There is nothing like a Jazz bar in New Orleans, Louisiana, to remind you that the world is a lonely place indeed. Present company excluded of course; because this doll-face at the end of the bar I had thought to chat up suddenly had her hands (and perhaps her legs) wrapped around an ol’ green-eyed swarthy Monster who looked down the length of the bar directly at me with what seemed to be murderous intent. Defeated by the circumstances of self-loathing (and her Cuba Libre swirling in the glass she held next to a bicep the circumference of my head) I pushed off the bar stool leaving a hefty tip for bartender in the process of making my exit.
Behind the auspiciousness of a suit and tie, a man is only ever just a man in the eyes of a complicated, indifferent woman.

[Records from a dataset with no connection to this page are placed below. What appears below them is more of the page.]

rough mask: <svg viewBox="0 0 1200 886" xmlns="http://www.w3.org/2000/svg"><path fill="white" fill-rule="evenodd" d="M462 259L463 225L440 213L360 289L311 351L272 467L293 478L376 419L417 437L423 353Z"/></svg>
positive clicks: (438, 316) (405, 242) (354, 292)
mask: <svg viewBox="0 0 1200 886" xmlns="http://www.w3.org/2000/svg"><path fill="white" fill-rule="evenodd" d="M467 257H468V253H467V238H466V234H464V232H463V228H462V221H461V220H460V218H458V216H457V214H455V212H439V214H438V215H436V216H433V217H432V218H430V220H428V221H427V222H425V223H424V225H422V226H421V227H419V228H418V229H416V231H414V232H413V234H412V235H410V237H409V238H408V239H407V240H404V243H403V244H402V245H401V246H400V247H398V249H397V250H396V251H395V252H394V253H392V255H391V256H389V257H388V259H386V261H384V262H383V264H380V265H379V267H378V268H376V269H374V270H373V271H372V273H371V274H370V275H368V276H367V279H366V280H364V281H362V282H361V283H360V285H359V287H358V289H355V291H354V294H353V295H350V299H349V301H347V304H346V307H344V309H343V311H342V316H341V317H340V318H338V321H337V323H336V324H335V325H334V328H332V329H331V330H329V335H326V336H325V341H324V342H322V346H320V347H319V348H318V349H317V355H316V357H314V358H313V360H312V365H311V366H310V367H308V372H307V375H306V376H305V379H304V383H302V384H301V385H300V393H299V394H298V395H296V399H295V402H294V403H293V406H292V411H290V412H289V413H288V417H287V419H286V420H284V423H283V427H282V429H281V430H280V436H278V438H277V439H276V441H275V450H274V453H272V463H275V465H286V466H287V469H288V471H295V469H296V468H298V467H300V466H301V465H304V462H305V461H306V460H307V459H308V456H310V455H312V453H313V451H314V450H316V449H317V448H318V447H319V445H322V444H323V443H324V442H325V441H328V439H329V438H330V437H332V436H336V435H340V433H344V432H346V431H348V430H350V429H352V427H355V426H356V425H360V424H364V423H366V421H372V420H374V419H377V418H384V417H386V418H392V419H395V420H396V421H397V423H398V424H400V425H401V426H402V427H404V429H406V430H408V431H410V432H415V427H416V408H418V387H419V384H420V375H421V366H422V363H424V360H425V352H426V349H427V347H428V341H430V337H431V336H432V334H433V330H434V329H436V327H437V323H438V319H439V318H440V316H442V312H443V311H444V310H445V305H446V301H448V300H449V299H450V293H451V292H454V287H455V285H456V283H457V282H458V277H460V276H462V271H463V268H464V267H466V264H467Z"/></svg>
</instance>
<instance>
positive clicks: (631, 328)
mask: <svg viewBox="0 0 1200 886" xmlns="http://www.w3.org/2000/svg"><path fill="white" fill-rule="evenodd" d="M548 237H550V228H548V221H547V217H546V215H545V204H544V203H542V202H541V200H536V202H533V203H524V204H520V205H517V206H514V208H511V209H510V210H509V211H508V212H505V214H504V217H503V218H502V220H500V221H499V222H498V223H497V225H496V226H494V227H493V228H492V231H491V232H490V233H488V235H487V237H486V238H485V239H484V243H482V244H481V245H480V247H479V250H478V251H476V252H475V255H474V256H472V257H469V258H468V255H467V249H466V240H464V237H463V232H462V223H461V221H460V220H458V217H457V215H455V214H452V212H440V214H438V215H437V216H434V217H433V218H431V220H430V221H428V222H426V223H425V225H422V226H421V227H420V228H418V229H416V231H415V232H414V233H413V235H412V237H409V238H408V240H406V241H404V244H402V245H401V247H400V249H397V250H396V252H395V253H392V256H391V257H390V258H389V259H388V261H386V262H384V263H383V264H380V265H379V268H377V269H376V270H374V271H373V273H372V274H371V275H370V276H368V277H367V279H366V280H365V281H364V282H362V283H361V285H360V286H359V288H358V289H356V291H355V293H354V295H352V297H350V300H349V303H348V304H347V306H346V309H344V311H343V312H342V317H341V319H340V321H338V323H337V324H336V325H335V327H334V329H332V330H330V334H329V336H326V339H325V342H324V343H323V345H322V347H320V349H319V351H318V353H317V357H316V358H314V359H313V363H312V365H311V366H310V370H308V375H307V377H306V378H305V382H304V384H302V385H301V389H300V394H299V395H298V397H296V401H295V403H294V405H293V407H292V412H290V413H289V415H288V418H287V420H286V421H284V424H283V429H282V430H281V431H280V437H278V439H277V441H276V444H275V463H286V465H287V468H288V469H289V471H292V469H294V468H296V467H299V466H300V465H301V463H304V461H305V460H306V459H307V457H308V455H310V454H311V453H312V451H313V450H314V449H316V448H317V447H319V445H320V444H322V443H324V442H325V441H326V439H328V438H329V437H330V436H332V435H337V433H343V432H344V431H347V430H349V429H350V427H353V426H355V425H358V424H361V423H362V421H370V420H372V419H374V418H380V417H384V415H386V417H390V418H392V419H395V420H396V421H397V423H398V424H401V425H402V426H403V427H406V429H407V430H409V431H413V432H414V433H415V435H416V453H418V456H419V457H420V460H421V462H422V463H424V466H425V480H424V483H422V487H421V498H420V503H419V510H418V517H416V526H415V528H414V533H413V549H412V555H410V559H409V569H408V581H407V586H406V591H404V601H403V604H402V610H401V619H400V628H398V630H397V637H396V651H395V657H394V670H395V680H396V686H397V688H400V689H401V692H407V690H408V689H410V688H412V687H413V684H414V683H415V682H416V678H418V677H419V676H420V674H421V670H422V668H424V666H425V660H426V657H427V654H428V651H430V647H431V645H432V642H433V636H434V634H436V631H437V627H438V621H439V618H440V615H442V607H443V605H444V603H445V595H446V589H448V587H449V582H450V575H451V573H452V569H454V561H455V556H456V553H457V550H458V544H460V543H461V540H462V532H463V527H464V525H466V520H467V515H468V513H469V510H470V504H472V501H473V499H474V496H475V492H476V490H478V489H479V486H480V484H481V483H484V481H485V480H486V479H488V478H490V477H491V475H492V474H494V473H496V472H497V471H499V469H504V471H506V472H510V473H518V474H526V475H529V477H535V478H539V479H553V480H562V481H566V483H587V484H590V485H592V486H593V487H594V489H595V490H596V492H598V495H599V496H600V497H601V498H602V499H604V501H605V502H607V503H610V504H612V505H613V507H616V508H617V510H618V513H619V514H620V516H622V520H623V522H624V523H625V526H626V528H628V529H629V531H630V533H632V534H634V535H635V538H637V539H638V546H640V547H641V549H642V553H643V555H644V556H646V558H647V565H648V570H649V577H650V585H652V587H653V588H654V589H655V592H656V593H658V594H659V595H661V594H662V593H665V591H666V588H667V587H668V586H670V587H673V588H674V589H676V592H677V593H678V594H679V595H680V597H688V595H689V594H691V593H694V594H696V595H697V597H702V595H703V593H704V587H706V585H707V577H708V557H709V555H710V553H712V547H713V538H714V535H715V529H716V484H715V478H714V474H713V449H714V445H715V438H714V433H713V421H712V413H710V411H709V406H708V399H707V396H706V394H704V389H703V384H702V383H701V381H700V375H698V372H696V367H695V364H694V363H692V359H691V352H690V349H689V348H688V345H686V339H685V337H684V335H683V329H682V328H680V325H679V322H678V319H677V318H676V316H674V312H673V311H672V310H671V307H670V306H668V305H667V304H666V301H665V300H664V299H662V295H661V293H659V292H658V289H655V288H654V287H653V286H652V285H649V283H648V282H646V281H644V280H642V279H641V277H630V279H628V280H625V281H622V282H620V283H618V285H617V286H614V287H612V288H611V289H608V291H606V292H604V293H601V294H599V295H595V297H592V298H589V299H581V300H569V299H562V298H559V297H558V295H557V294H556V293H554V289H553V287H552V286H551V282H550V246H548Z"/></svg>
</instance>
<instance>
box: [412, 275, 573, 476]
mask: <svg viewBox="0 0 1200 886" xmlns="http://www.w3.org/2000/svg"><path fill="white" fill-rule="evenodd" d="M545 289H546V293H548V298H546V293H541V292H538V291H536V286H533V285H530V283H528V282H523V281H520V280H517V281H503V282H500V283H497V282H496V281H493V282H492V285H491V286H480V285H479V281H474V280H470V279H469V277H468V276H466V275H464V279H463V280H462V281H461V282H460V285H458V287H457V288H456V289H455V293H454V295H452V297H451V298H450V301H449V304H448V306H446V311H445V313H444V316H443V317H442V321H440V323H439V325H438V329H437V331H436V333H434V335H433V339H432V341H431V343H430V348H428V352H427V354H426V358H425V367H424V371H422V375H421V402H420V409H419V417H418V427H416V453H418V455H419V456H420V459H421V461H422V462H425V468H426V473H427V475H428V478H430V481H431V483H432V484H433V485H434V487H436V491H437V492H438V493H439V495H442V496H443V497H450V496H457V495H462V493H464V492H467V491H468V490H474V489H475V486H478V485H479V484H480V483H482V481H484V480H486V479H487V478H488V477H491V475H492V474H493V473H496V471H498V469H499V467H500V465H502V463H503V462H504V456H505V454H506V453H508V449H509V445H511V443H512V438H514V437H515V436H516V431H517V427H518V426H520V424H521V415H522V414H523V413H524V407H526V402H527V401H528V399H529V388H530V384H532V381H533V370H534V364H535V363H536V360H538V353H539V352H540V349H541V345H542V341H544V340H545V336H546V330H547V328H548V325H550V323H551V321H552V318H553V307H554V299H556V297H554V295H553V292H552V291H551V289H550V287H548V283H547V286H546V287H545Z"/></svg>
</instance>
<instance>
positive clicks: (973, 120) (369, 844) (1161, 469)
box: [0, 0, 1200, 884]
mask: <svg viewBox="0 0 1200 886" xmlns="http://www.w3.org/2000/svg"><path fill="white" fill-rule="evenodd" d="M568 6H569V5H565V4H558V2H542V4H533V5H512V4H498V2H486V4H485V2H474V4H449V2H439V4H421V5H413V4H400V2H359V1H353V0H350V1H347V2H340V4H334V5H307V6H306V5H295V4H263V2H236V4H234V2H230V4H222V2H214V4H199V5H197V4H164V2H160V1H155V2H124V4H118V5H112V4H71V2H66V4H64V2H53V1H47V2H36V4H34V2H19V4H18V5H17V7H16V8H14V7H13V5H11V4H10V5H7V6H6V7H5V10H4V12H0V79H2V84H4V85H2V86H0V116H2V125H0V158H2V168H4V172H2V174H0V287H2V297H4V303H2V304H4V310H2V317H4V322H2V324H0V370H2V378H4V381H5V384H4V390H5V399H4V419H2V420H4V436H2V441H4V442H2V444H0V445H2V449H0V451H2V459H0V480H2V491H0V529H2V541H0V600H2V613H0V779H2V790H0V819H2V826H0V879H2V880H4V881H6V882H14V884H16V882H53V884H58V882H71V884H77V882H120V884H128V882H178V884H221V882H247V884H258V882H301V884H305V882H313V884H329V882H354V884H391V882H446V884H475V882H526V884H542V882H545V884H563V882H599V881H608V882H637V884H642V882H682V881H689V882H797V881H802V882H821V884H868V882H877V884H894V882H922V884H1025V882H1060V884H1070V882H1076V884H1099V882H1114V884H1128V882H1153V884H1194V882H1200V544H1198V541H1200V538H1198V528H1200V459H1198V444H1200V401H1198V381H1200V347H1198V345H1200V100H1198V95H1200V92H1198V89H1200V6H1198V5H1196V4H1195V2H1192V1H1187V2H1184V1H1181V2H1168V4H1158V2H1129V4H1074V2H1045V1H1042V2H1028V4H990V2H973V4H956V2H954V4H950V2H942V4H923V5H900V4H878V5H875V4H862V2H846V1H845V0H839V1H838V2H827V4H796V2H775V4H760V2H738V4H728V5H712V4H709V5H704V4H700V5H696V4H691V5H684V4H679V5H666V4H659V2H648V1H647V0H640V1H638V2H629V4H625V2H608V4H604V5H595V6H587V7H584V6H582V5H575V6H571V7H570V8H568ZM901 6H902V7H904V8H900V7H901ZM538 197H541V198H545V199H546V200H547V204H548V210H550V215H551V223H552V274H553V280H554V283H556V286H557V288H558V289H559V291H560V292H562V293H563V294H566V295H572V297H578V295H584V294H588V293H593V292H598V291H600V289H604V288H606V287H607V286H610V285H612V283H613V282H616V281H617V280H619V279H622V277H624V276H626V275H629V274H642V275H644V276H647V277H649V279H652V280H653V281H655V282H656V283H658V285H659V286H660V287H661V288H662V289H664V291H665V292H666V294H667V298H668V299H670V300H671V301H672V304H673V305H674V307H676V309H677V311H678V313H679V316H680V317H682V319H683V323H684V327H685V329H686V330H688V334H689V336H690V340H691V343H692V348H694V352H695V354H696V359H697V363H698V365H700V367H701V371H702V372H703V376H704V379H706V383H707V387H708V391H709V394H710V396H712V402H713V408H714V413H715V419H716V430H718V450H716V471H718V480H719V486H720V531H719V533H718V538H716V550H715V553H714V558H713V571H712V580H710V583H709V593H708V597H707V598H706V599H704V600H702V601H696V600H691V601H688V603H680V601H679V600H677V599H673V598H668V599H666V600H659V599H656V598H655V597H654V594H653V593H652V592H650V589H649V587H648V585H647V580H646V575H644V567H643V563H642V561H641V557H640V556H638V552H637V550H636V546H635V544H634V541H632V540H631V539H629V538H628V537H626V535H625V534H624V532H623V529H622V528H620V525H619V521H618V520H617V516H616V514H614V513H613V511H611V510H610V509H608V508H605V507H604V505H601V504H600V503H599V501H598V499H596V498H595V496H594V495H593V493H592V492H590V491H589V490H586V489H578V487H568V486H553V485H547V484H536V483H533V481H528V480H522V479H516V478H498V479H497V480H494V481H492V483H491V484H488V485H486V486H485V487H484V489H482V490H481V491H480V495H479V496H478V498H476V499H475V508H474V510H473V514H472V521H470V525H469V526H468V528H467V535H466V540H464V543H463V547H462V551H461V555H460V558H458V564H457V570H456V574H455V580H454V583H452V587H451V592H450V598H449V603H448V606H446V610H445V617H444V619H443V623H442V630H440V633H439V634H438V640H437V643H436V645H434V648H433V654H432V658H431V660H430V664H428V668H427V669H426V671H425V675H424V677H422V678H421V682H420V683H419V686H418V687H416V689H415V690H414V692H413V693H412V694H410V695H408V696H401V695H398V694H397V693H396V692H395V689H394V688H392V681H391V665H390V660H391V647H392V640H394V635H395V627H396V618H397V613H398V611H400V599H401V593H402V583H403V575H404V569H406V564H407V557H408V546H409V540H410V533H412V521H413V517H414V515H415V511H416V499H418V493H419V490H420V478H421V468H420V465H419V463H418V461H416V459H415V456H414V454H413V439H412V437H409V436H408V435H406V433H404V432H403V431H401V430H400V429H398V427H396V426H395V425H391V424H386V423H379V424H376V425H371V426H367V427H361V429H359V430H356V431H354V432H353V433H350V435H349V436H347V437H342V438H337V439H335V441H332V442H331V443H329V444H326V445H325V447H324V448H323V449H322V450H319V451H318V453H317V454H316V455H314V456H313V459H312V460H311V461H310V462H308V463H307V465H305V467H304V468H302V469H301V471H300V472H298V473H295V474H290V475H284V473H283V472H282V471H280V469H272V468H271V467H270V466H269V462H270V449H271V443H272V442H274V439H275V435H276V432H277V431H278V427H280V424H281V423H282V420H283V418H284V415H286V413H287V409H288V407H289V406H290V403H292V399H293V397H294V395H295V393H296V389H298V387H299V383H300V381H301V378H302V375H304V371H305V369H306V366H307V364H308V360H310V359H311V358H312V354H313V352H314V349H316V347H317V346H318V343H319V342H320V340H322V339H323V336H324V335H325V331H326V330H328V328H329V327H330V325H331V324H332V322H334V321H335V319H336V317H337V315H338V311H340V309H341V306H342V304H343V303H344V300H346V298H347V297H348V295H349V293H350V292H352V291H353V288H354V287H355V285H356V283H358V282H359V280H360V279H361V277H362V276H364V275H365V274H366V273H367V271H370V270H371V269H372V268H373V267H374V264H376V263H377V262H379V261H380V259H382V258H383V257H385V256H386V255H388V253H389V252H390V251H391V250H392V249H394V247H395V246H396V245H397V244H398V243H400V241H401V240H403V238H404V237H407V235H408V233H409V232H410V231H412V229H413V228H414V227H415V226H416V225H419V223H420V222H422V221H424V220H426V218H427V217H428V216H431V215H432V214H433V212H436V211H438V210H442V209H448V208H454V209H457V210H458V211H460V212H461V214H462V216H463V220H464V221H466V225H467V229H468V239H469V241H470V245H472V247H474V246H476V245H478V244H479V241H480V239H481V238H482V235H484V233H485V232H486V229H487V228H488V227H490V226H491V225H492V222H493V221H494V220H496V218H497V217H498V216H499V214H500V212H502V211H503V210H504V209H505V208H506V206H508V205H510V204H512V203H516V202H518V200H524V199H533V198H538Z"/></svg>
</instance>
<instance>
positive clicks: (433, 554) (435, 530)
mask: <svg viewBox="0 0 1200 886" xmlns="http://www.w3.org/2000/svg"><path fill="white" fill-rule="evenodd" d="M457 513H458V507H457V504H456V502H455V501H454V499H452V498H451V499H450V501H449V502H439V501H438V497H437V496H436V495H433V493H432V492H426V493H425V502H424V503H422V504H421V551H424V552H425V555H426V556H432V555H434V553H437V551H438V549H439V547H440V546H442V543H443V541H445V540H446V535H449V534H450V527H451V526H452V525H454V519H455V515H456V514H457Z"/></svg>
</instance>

While nestling a hat on my head from the rack near the door, I offered a good evening to her by way of a wink of understanding. She seems to have herself and that big shaggy jealous ragin’ cajun in check.
“Evenin’ Mistah,” the cigarette girl who’d been so helpful earlier said from the venue of the hostess stand where she draped leisurely, gossiping with a girl-friend. She waggled her fingers from their perfect poise against a pink blushing cheek right at me.
Whew. “Darlin, if you only knew what you do …” Whistling sharply twice before letting it dwindle to a low note the tune from a sad-sack, of a sorry excuse, for an old man. I leaned close in passing, inhaling deeply the sweet rose perfume she’d dotted under her earlobe. This’ll sound strange, but in a way I am sure that subtle scent was put there just for me to stop…and smell.
Slowly I lifted an umbrella into the heavy downpour down through the 8th ward. Torrents run off the awning of the down-cellar bar hammering at the taut stretch of black nylon. Smiling and looking up into the sky, I felt the rain pelt me right in the kisser, lifting the grain against my five-o-clock shadow with the chill.
The river, I’ve heard tell, waits for no man to rock and roll, so down the shoreline of a sidewalk I tumbled on a lightness of being like a stone in the current; unhurried and unhindered.